To support that position, it pointed to a ruling earlier this year by the European Court of Human Rights (ECHR) – which is not an EU body – that the TK is not a “tribunal established by law” because it contains a judge illegitimately appointed as part of the current government’s judicial policies.

After that ruling, the TK itself then declared that part of the European Convention on Human Rights that guarantees the right to a fair trial is incompatible with the Polish constitution. That effectively meant that the ECHR cannot question the status of certain Polish judges.

Poland’s constitutional court not a “tribunal established by law”, rules ECHR

Today’s announcement by the commission was immediately condemned by figures from Poland’s ruling camp. Sebastian Kaleta, a deputy justice minister, called it “an attack on the Polish constitution and our sovereignty”.

“This is no longer a legal dispute, it is an attack on the Polish constitution and the foundations of Polish statehood,” tweeted former prime minister Beata Szydło, who is now a PiS MEP. “The European Commission wants to deprive Poland of the prerogatives of a sovereign state.”

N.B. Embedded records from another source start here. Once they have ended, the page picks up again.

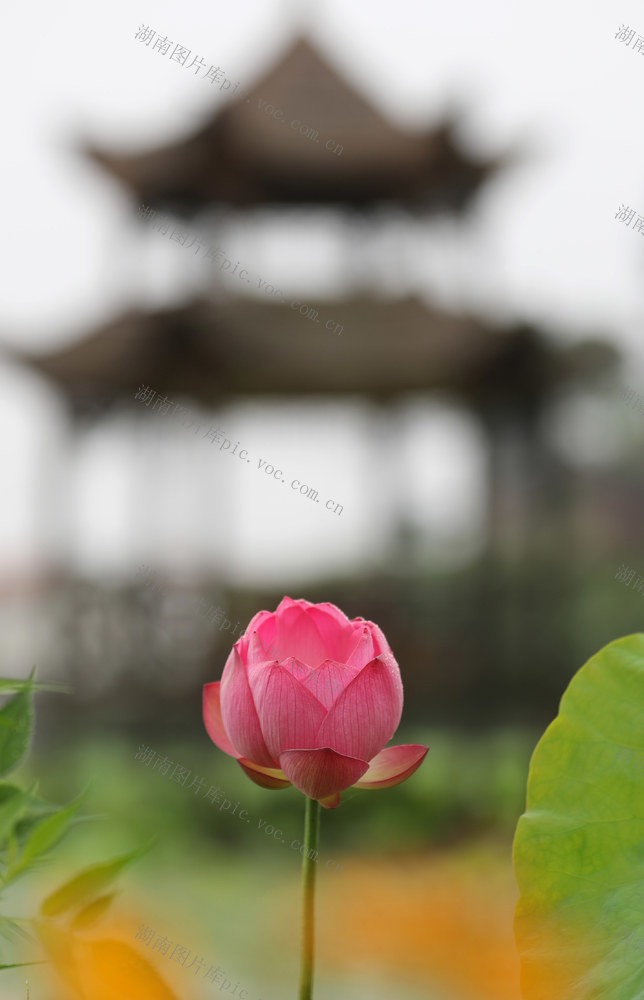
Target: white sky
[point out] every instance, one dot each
(547, 79)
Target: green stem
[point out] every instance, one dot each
(310, 860)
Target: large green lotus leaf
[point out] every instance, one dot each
(579, 847)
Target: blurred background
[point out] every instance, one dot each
(448, 358)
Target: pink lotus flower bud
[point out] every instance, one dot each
(318, 715)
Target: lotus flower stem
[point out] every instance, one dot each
(311, 841)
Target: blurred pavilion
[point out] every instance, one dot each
(219, 347)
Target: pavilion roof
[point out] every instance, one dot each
(213, 353)
(243, 157)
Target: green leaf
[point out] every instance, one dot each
(10, 811)
(92, 912)
(579, 847)
(48, 832)
(16, 722)
(89, 883)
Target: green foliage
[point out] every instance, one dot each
(31, 827)
(16, 723)
(579, 847)
(83, 888)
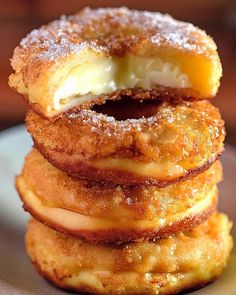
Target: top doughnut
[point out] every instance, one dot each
(105, 53)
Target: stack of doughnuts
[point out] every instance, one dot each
(122, 180)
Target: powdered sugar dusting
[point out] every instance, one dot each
(112, 31)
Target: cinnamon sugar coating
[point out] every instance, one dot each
(178, 140)
(116, 213)
(166, 266)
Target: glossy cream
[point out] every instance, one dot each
(164, 170)
(88, 79)
(75, 221)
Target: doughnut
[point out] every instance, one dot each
(167, 144)
(113, 213)
(180, 262)
(99, 54)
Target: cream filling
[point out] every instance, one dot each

The current prime minister, Mateusz Morawiecki, warned that it was another sign of “bureaucratic centralism from Brussels progressing”. His government has repeatedly argued that EU institutions are overstepping their remit and illegitimately “interfering” in Poland’s domestic affairs for political reasons.

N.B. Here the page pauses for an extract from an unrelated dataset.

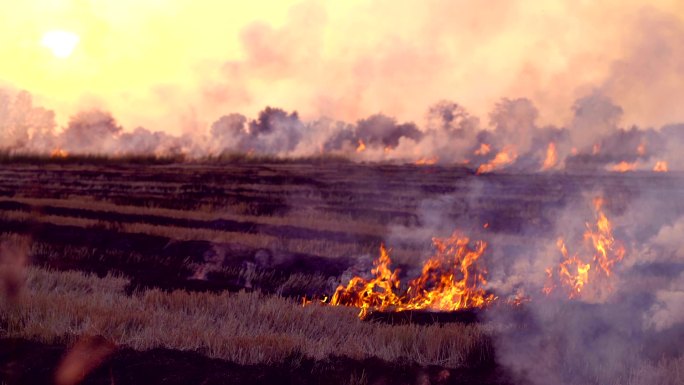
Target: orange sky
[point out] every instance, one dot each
(177, 65)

The commission’s decision was, however, welcomed by constitutional scholar Bogna Baczyńska from the University of Szczecin. “Even for ordinary citizens it is very clear that the Constitutional Tribunal does not fulfill its constitutional role, but is a dummy [body],” she told TVN24.

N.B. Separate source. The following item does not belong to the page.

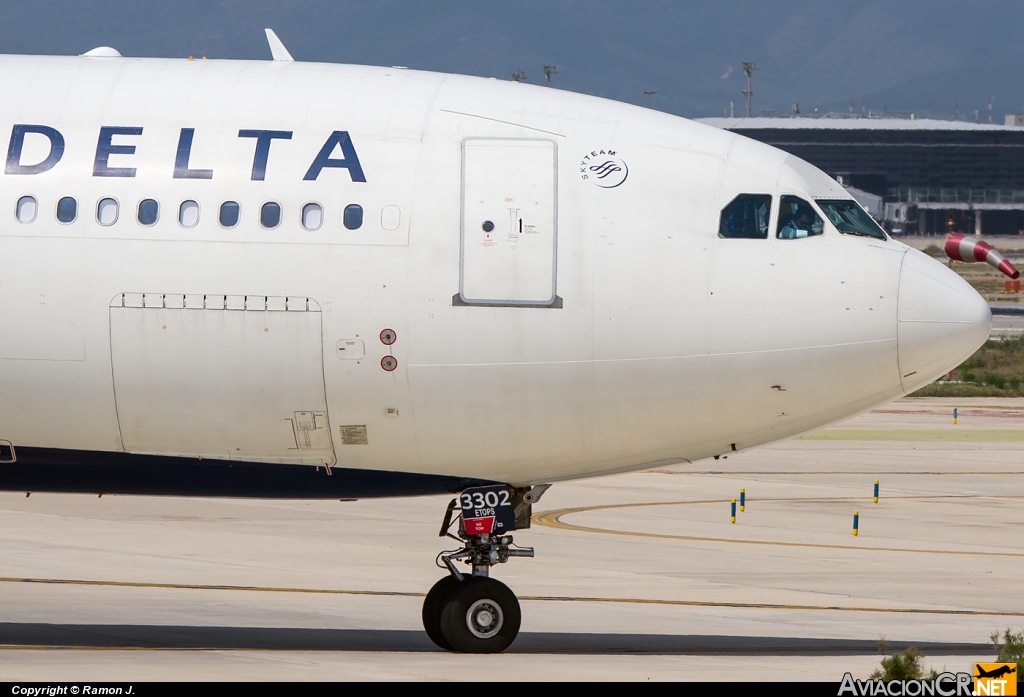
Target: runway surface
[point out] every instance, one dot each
(636, 576)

“The European Commission has taken a logical step to encourage or force Poland to comply with EU treaties,” she added. “This shows very clearly that domestic mechanisms cannot be used to undermine treaty provisions.”

Poland now has two months to formally respond to the European Commission’s justification for initiating the procedure. If Brussels remains unsatisfied, it can then proceed with the legal action.